Su peso ronda los 30 g/ud.
HISTORIA Y DISTRIBUCIÓN ESPACIAL
Hace veinticinco años, por una conmemoración de la Colegiata de Berlanga de Duero, un pastelero de la localidad creó un dulce al que dio forma de lagarto. Este pretende ser la reproducción, en miniatura, de un caimán de más de dos metros de largo, que pende colgado de uno de los muros de la Colegiata desde hace quinientos años. Fue traído desde las Islas Galápago por su descubridor. Fray Tomás de Berlanga, obispo de Panamá a comienzos del siglo XVI, para mostrar a sus paisanos uno de los "monstruos pacíficos y apáticos" que le maravillaron en sus exploraciones. Al de la Colegiata se le llama vulgarmente lagarto, aunque también se le conoce por cocodrilo, caimán, ardacho ó regarto y aparece desde el 23 de abril de 1999 en un monumento junto a su descubridor en la plaza de Berlanga. La Ruta Quetzal de 1999, dirigida por Miguel de la Cuadra Salcedo, partió de esta localidad como conmemoración por el quinto centenario del descubrimiento de las islas. Este producto artesano se ha convertido en un símbolo histórico de su pueblo.
SISTEMAS DE PRODUCCIÓN Y ELABORACIÓN Y TIPOS DE PRESENTACIÓN
Los Lagartos de Fray Tomás siguen un proceso de elaboración industrial y la fórmula de su elaboración continúa siendo un secreto muy bien guardado de generación en generación. Su sabor y textura particulares, se logran con la mezcla adecuada de mantequilla de Soria, harina, huevos, azúcar, margarina y esencia de vainilla.
Se mezclan todos los ingredientes juntos para formar una pasta semi-líquida. Se bate esta pasta hasta que queda fina, y se pone en unos moldes alargados, con forma de lagarto. Se meten en el horno y se mantienen a una temperatura media (aproximadamente 170 °C) hasta que cojan un color dorado. Se sacan y una vez fríos se pueden desmoldar y envasar dentro de bandejas plásticas.

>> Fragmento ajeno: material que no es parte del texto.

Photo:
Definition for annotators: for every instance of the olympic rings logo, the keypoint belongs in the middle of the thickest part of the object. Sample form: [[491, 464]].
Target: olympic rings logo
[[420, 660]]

Presentado en cajas de cartón de diez unidades, con envuelta plástica. Todos los lagartos tienen idénticas dimensiones. Vienen dentro de dos bandejas conformadas, con cinco moldes individuales que les protegen para que no se rompan las partes más finas.
ASPECTOS ECONÓMICOS
Se pueden encontrar exclusivamente en Berlanga de Duero. Esta villa con pasado romano, en la que cohabitaron cristianos, musulmanes y judíos, es la cabecera de la amplia comarca Soriana de Tierra de Berlanga y fue declarada conjunto histórico-artístico en 1981 por el realce de sus monumentos y el carácter de todo su trazado urbano.

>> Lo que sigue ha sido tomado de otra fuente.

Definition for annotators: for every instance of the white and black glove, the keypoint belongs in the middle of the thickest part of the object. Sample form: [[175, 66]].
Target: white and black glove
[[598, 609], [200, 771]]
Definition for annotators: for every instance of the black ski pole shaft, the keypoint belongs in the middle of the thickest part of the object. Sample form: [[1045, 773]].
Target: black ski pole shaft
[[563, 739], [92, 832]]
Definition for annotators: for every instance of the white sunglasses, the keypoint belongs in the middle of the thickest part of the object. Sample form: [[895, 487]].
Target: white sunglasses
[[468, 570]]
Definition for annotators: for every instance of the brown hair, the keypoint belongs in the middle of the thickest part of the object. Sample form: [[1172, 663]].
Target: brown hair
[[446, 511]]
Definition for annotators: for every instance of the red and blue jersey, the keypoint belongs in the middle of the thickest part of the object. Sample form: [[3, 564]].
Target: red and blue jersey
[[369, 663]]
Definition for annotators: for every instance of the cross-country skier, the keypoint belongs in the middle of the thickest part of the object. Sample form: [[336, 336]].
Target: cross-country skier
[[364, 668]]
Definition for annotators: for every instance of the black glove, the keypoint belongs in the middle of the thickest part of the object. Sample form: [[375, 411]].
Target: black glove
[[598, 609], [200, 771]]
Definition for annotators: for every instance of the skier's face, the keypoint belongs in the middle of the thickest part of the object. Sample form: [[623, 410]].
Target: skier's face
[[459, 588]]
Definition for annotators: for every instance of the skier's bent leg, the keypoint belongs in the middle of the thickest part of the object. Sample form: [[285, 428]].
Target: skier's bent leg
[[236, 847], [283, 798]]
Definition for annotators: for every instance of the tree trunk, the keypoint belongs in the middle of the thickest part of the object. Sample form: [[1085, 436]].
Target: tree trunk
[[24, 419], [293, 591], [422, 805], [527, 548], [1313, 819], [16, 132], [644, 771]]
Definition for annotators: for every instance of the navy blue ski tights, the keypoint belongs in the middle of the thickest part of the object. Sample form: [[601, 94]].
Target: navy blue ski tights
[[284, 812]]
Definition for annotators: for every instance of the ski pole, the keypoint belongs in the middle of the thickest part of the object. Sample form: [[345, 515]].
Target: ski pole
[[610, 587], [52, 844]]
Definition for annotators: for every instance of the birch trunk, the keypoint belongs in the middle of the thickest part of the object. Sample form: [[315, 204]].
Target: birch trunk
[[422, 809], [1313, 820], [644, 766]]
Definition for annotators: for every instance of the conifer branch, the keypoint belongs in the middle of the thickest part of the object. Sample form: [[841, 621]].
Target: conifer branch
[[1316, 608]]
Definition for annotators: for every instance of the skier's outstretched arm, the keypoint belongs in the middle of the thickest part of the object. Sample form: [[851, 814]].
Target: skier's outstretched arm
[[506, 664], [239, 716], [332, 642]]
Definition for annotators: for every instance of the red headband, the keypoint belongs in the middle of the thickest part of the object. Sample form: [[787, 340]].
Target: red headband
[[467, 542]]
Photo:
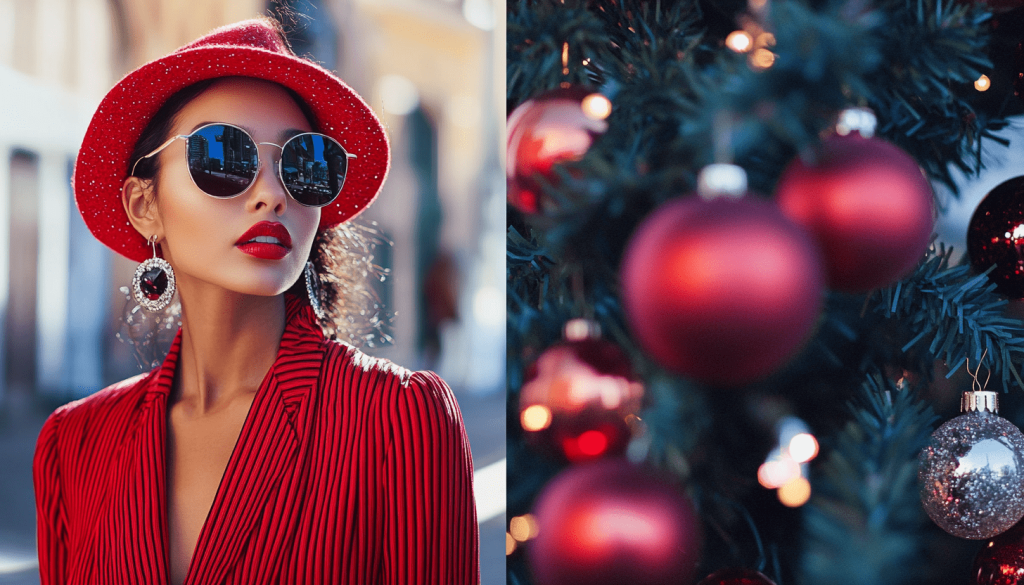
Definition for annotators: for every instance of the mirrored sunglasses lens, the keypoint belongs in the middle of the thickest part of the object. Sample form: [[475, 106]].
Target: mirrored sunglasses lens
[[312, 168], [222, 160]]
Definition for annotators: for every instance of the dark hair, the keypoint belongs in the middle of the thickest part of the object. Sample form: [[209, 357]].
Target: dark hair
[[342, 255]]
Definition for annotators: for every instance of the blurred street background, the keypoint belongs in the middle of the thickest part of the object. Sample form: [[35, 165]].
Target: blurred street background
[[433, 70]]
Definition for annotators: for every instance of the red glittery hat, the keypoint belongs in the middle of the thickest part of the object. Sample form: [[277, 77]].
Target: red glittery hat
[[251, 48]]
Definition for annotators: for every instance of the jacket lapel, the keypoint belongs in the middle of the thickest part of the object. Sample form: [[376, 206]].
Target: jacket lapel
[[267, 448], [135, 527], [135, 534]]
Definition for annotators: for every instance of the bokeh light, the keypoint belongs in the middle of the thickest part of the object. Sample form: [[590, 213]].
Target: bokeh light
[[536, 417], [596, 107], [795, 493], [803, 448], [777, 472], [739, 41]]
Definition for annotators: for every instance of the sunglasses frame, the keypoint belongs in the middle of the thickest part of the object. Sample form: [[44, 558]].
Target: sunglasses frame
[[259, 165]]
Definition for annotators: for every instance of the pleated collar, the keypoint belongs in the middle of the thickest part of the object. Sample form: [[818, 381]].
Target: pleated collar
[[267, 447]]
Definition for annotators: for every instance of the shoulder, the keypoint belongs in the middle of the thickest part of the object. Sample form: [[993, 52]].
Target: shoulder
[[397, 389], [74, 422]]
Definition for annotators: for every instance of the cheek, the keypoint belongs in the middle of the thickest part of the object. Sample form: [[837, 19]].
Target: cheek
[[195, 224]]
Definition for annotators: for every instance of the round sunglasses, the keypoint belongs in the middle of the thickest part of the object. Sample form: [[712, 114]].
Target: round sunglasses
[[223, 162]]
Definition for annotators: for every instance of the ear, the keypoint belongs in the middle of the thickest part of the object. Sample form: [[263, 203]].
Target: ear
[[140, 204]]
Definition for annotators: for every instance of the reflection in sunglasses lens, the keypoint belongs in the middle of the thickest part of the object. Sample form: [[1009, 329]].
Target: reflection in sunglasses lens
[[313, 167], [222, 160]]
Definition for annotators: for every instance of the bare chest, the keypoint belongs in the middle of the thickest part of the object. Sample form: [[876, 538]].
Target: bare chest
[[198, 453]]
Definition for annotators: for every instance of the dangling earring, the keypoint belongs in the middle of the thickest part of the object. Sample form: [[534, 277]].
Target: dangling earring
[[153, 284], [312, 289]]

Se elaboran durante todo el año.
CUALIDADES
Los Lagartos de Fray Tomás tienen un porcentaje de grasa, proteína e hidratos de carbono, considerables. La mantequilla, que en Soria tiene tanta fama, aporta la mayor parte de la materia grasa y proporciona un sabor delicioso a este producto. Contienen poca humedad y su contenido en proteína es algo superior a la media de este tipo de productos. Es un producto muy energético, por lo que se debe tomar de forma moderada. Envasados pueden conservarse durante cinco ó seis meses a temperatura ambiente, ya que es una masa cocida y su contenido de humedad es bajo.

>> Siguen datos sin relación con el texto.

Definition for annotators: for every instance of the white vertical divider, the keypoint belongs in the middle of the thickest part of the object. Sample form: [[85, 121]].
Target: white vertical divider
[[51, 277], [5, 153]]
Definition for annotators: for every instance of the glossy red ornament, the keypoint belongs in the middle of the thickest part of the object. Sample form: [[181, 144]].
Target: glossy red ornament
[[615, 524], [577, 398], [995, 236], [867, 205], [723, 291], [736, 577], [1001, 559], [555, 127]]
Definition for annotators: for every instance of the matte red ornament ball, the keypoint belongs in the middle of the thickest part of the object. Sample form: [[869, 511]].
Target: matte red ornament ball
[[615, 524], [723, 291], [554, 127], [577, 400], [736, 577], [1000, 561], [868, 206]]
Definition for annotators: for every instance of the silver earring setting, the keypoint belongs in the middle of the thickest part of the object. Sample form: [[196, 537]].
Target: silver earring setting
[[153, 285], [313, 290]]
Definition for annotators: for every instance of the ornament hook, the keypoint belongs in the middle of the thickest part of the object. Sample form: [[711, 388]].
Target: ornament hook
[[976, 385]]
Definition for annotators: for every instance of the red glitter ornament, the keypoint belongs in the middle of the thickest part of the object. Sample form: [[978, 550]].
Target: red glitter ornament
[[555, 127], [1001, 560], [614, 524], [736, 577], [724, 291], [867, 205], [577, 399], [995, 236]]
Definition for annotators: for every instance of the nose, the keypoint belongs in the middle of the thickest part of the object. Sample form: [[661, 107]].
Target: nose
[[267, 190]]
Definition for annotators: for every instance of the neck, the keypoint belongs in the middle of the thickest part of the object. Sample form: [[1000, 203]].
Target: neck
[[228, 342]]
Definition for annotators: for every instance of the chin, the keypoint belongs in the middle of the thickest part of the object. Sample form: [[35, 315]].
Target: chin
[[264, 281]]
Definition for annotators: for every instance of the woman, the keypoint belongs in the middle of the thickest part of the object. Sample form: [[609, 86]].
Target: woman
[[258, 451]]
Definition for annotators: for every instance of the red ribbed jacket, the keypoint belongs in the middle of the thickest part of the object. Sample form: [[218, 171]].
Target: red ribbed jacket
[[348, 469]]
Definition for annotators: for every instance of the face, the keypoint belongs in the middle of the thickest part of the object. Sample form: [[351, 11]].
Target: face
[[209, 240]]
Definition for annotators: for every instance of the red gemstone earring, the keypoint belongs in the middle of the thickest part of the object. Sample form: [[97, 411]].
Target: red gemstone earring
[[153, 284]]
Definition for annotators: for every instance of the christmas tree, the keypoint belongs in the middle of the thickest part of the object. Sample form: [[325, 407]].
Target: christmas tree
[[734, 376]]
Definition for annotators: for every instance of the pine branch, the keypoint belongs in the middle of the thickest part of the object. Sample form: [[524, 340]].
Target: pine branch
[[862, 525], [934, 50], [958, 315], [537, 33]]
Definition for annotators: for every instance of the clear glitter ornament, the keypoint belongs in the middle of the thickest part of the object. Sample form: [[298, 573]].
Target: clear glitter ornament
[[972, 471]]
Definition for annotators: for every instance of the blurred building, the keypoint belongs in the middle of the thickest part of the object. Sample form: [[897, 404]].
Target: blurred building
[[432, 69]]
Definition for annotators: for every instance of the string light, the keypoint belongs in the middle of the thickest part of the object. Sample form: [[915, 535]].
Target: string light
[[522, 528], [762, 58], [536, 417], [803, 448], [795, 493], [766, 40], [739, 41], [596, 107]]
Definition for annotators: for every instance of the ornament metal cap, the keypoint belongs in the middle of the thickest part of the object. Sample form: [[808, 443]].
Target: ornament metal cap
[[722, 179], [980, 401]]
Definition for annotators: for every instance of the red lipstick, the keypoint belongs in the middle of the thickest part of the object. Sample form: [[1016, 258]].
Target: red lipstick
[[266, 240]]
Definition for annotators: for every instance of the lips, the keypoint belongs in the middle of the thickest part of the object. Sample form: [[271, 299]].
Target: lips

Los Lagartos de Fray Tomás cuentan con gran popularidad y aceptación. Puede decirse que son muy originales y su sabor a mantequilla resulta delicioso. Destaca principalmente por el atractivo de su forma.
Son apetecibles a cualquier hora, bien como postre o aperitivo y con el café.
FORTALEZAS, DEBILIDADES Y OPORTUNIDADES
Los Lagartos de Fray Tomás son un dulce cuya fama se está reconociendo cada vez más en Soria. Se elaboran solamente en una pastelería en Berlanga de Duero y se comercializan en este pueblo y en alguna tienda de la capital Soriana. Tienen una presentación muy cuidada y es realmente adecuada para que se comercialicen en otras zonas. No existe interés por obtener una Denominación de calidad porque esto supondría descubrir el secreto de su elaboración, pero sí en la obtención de una Marca de Garantía para este producto de excelente calidad.